Future research should focus on the long-term durability of the SA-soil matrix in complex marine environments, specifically balancing the biopolymer’s biodegradability with permanent stability. Additionally, establishing a multi-field coupling model (Chemical-Electrical-Mechanical) is essential for predicting consolidation behavior under varying salinity and pH conditions.

For future real-world applications in marine and coastal engineering (e.g., land reclamation), adapting “Deep Mixing” for shallow layers and utilizing “Electroosmotic Grouting” with hollow EKG electrodes for deep layers are proposed.
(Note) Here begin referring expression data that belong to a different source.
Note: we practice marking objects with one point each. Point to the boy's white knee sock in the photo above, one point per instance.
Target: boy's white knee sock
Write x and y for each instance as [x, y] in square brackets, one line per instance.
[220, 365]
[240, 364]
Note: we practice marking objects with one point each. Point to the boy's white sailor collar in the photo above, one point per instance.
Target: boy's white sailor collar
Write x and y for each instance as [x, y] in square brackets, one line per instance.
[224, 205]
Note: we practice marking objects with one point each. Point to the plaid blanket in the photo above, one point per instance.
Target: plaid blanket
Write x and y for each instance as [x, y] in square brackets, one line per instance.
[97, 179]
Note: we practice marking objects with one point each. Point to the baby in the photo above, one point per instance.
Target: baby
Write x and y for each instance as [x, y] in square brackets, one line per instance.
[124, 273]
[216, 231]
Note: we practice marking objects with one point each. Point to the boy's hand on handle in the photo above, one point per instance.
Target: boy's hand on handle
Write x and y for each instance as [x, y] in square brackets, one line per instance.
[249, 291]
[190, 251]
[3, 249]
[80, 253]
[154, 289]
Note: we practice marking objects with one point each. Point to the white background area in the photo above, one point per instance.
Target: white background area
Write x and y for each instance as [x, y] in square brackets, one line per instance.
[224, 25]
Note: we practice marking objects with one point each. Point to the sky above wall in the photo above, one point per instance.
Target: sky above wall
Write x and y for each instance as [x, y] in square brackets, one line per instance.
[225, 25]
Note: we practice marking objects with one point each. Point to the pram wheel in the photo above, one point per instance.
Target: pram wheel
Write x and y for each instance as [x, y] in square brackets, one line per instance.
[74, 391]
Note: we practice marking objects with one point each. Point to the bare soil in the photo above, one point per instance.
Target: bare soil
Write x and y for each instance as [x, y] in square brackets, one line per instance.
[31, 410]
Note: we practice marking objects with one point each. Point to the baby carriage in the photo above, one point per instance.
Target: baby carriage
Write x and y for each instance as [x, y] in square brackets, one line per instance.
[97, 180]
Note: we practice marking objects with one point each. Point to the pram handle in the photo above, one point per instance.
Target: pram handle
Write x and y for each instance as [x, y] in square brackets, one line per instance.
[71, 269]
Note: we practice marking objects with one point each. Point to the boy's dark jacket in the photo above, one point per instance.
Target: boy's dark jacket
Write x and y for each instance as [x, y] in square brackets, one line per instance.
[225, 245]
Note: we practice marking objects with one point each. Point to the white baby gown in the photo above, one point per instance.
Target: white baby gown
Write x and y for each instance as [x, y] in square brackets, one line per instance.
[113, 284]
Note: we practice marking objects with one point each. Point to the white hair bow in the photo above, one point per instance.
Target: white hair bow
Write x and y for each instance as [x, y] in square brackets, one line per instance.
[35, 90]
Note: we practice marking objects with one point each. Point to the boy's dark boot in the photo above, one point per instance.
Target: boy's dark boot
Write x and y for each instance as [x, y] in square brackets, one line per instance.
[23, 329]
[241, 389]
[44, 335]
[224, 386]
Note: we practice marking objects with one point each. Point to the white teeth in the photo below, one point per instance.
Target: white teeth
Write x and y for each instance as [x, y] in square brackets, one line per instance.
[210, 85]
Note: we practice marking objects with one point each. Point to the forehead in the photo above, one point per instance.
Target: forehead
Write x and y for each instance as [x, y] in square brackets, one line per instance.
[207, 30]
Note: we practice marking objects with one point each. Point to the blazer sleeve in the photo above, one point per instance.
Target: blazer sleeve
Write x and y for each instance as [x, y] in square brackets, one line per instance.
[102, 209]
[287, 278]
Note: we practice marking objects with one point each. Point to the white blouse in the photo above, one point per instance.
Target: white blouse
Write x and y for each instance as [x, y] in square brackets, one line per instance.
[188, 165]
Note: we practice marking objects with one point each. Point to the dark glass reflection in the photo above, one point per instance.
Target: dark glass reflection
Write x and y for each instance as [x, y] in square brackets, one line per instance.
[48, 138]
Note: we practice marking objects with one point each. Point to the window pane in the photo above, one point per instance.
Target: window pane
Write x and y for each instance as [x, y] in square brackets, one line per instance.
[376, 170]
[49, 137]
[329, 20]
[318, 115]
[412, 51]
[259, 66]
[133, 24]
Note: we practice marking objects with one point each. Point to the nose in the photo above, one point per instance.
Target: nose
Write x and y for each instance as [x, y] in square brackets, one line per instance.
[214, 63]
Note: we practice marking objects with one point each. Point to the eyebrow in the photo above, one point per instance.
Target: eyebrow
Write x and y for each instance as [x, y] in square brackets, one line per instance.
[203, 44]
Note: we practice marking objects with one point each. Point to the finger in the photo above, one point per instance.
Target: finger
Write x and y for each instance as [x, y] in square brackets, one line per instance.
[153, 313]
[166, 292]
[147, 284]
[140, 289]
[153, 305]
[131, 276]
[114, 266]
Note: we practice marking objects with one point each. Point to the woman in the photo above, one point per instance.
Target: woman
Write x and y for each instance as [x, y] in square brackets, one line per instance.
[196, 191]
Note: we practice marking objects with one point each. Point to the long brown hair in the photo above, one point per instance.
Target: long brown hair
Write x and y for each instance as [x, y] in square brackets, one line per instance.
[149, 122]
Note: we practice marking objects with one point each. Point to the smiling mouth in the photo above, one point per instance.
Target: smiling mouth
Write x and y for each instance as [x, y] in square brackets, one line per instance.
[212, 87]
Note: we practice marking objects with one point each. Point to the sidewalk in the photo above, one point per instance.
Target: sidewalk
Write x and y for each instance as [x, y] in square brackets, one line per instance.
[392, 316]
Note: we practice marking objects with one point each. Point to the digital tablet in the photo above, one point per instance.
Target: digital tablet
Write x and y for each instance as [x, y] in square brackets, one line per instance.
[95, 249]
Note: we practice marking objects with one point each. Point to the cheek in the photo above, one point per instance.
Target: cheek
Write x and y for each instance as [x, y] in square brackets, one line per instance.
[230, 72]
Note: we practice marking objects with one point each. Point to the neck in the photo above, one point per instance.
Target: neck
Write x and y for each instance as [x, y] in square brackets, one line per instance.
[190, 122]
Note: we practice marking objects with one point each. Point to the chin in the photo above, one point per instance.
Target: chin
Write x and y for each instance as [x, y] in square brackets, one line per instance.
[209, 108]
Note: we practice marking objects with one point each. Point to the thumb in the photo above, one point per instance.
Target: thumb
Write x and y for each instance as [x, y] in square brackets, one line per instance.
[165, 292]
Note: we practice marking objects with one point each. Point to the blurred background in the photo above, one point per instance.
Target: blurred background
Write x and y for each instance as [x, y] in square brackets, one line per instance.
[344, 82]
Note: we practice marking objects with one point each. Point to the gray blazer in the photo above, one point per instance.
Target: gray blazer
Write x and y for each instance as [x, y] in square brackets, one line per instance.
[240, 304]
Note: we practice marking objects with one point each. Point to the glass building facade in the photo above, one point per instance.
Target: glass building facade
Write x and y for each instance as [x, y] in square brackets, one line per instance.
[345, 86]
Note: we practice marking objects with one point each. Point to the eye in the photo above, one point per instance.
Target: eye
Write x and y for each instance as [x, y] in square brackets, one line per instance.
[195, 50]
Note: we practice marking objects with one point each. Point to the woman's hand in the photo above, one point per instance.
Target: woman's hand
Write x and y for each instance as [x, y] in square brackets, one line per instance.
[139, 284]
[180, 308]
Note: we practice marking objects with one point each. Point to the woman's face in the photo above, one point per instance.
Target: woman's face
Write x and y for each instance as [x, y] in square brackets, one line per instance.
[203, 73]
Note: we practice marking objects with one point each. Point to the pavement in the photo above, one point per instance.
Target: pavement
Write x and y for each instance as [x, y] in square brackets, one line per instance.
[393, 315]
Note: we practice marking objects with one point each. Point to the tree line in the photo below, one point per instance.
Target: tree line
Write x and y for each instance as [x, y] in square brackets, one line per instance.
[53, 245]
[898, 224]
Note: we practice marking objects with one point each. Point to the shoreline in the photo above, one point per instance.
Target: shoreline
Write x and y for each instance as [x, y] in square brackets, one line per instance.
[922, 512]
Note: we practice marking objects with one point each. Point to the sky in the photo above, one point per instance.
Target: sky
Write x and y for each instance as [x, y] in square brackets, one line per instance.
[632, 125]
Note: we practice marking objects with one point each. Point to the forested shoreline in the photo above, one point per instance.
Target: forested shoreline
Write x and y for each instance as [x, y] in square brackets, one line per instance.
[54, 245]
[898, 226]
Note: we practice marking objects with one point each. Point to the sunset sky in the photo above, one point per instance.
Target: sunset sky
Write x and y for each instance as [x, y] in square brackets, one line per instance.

These strategies leverage the fluid consistency of SA to achieve uniform reinforcement in coastal soft soils.

4. Conclusions

This study investigated the feasibility and mechanisms of using Sodium Alginate (SA) as an additive to enhance the electroosmotic dewatering for coastal soft soil. Based on the experimental results, the conclusions are summarized in terms of scientific mechanisms and engineering results:

(1)

The addition of SA significantly alters the inherent properties of the soil. SEM analysis confirmed the formation of the SA cross-linked structure, which bridges soil particles and fills inter-particle pores, as well as enhances the soil’s water retention capacity. Quantitatively, for soil with 1.0% SA, the liquid limit increased significantly from 32.34% to 49.15%, while the plastic limit showed a minor increase from 18.45% to 23.52%.

(2)

During the electroosmotic dewatering process, distinct spatiotemporal variations in electrical conductivity were observed. Pore water was first expelled from the cathode in Zones IV and V, causing a decrease in soil conductivity in these zones. As pore water migrated from Zones I to III towards the cathode, the conductivity in Zones I to III decreased in the order of Zone I, Zone III, and Zone II, while the conductivity in Zones IV to V slightly recovered during the mid-phase of the experiment and remained essentially unchanged towards the end.

(3)

SA increases soil conductivity, accelerates the drainage rate, and prolongs the effective electroosmotic dewatering time. The total drainage volume increased with higher SA content. Specifically, for SA contents of 0.0%, 0.2%, 0.5%, and 1.0%, the average water content decreased by 12.78%, 13.18%, 14.18%, and 20.86%, respectively. Notably, in the 1.0% SA group, the water content in the anode region (Zone I) decreased by approximately 35%, demonstrating a significant promotion of drainage.

(4)

The bearing capacity of the soil after electroosmotic reinforcement was markedly improved by SA addition. The average bearing capacity of the 0.5% SA group reached approximately 86 kPa, which is about 7 times that of the control group (0.0% SA). From an engineering-economic perspective, this substantial strength gain was achieved with a relatively controlled cost, as the energy consumption coefficient increased by only 21% compared to the control.